Or you could title a book Don’t read this book, I’m a moron. and not be a moron, just someone who made a bad choice of a title. It takes more than a cover to fairly judge a book. The reviews are mixed, the interview I heard had some good and bad, but the editorial reviews posted on Amazon seem generally positive. I’d say it may be worth picking up from the library and giving a read.
Being under 30 and knowing lots of people under 30, I can tell you right now the author’s problem is, at best, sample size. He had his chance to grab me with the title, and instead he insulted me. So, sorry Mtgman, I’m not reading it.
No skin off my nose. Just offering it as something Cat Fight may have been interested in, given the author seems to share the observation of people getting more self-absorbed and using technology to broadcast their personal business and things which would have been kept private by previous generations. I’m barely above the trust threshold myself(32), so here’s a grain of salt. .

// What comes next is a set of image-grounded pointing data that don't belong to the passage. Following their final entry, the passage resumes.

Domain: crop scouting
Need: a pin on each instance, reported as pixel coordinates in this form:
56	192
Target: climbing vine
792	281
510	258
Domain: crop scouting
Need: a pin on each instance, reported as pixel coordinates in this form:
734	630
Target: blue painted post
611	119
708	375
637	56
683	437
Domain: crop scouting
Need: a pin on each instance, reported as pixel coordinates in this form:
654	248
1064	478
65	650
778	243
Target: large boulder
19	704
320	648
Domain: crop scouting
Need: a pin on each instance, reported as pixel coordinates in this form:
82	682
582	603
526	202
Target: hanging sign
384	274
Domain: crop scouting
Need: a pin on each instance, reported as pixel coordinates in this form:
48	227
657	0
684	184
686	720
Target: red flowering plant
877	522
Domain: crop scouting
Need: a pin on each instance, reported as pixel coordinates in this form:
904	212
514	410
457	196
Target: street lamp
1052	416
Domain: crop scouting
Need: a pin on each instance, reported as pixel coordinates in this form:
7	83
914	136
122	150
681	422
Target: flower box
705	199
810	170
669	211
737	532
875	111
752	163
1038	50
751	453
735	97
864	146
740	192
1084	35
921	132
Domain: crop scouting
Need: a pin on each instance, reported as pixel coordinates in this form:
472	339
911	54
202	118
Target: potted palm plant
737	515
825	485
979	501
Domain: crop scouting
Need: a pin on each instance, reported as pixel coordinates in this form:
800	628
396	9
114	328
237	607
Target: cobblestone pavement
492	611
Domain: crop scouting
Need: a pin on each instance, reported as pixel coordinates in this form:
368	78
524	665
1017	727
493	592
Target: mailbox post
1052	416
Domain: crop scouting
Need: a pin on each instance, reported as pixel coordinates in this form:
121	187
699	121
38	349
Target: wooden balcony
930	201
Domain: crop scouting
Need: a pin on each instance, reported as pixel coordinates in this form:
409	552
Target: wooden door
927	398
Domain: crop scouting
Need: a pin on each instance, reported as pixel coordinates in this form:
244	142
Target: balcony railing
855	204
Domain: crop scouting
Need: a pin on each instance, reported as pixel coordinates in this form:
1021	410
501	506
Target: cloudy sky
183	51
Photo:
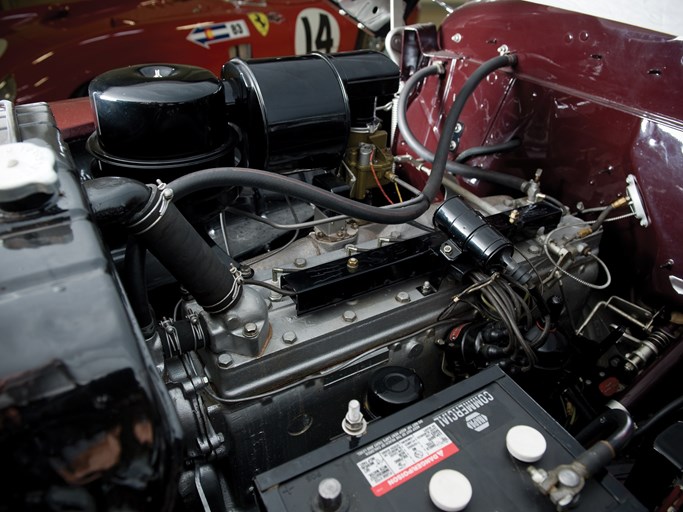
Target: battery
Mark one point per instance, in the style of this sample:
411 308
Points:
462 430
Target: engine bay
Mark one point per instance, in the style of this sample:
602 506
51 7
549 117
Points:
212 278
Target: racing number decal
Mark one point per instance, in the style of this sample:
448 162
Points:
208 34
316 31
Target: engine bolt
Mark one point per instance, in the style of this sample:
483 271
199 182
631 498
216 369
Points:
224 360
349 316
402 297
568 477
250 330
289 337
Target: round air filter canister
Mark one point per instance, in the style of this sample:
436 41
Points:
156 117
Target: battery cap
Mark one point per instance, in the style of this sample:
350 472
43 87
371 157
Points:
525 443
450 490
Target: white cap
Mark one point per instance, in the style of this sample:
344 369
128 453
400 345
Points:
26 169
450 490
525 443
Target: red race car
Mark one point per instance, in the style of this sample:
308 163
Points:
53 51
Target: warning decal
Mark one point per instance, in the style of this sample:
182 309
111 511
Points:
261 22
406 458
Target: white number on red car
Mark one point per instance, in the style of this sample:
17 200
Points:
316 31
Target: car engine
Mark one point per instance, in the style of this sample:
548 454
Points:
219 291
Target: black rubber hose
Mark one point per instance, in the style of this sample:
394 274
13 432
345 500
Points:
487 150
185 254
114 199
149 215
439 159
598 455
231 176
659 416
134 281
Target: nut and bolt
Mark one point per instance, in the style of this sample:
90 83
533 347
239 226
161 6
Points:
349 316
354 424
289 337
224 360
250 330
568 478
402 297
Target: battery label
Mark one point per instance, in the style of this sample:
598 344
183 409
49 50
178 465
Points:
406 458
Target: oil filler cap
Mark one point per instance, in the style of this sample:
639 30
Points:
525 443
27 176
450 490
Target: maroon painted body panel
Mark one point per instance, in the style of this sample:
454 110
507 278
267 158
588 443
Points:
54 51
592 101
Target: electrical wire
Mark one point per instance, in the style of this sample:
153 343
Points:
398 192
439 159
224 233
556 264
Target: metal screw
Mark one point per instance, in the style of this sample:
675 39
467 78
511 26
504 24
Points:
289 337
349 316
402 297
250 330
224 360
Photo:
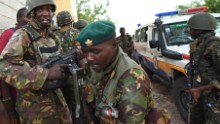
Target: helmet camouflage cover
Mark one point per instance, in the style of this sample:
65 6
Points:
32 4
202 21
63 18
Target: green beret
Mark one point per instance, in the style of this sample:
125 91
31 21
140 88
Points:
96 33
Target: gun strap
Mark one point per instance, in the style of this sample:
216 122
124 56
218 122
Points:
5 91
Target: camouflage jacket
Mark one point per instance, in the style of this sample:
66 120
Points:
126 43
206 54
131 97
19 64
67 38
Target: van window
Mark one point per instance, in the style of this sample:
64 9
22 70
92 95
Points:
155 34
137 35
144 34
177 33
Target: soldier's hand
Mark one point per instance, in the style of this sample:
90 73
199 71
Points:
57 72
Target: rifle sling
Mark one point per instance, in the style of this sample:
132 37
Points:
5 91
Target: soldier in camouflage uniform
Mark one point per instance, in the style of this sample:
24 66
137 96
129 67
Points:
205 51
20 67
67 34
125 42
117 90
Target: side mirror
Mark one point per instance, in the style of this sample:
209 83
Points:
154 43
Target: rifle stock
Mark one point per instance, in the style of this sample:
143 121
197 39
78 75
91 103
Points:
64 58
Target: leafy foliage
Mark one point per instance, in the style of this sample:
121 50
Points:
212 4
92 12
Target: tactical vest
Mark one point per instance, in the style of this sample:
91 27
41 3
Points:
41 53
67 38
203 53
124 63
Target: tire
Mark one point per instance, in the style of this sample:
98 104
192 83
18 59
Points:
180 96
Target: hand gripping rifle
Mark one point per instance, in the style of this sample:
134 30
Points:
190 72
73 69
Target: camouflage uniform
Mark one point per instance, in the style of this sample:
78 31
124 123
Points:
67 38
67 34
123 86
126 43
206 54
19 64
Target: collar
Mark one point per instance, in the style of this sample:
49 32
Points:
114 63
65 28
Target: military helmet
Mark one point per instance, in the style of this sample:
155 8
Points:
32 4
202 21
81 23
63 18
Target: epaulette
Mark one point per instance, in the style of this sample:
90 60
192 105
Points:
33 34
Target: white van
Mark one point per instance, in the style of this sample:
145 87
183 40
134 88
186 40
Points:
162 49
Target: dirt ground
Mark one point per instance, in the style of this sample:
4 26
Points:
162 98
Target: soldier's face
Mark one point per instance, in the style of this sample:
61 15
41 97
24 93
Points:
44 15
101 56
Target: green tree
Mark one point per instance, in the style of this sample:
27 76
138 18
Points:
91 12
214 5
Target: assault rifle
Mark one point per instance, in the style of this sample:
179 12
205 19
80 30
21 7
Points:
73 69
190 72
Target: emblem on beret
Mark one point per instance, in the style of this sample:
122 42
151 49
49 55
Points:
77 43
88 42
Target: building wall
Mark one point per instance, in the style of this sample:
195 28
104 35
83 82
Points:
8 12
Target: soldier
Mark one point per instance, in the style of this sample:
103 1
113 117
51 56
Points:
125 42
80 24
6 90
20 67
117 90
67 34
22 19
205 51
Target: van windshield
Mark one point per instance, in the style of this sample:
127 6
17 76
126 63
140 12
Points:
177 33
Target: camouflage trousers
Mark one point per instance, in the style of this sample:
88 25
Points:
206 111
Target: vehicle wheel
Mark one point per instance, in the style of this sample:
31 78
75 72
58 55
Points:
180 96
149 72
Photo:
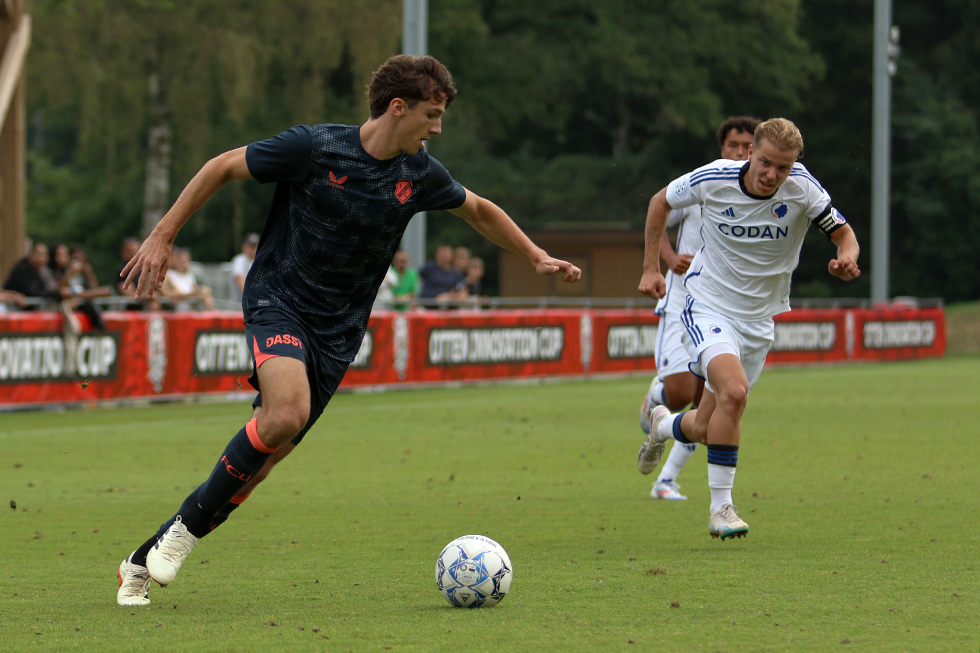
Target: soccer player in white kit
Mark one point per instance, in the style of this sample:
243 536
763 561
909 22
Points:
675 386
755 217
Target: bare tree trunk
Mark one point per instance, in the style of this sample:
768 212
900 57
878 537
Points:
156 195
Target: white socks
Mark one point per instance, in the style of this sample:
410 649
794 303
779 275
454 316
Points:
721 479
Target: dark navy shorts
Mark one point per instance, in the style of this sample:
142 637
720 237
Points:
269 334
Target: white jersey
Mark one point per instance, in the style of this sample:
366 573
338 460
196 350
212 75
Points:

I appreciate it! And I appreciate the need for an author/publisher to grab a reader’s attention, on the book shelf or through the media. I also liked Everything Bad Is Good For You but take that title with a grain of salt, too. I am somewhere near the author’s stupidity threshold and I’ll admit yes, I fit there quite well. Appalled at teenage cyber bullying and nude pics while I broadcast my dinner plans.
Yeah really, for not having ever given any details about the nature of the “jokes”, some people here are getting awfully outraged (and others in the completely opposite direction, once they realized what the OP was talking about said that’s pretty much to be expected. I tend to side with the latter interpretation but I’d like to see some evidence)
Rigamarole, have you read the rest of the thread? I can’t see how any jokes about leaving your wife for someone else can be seen as anything other than tasteless *when there is actually a divorce in the works *(as there is).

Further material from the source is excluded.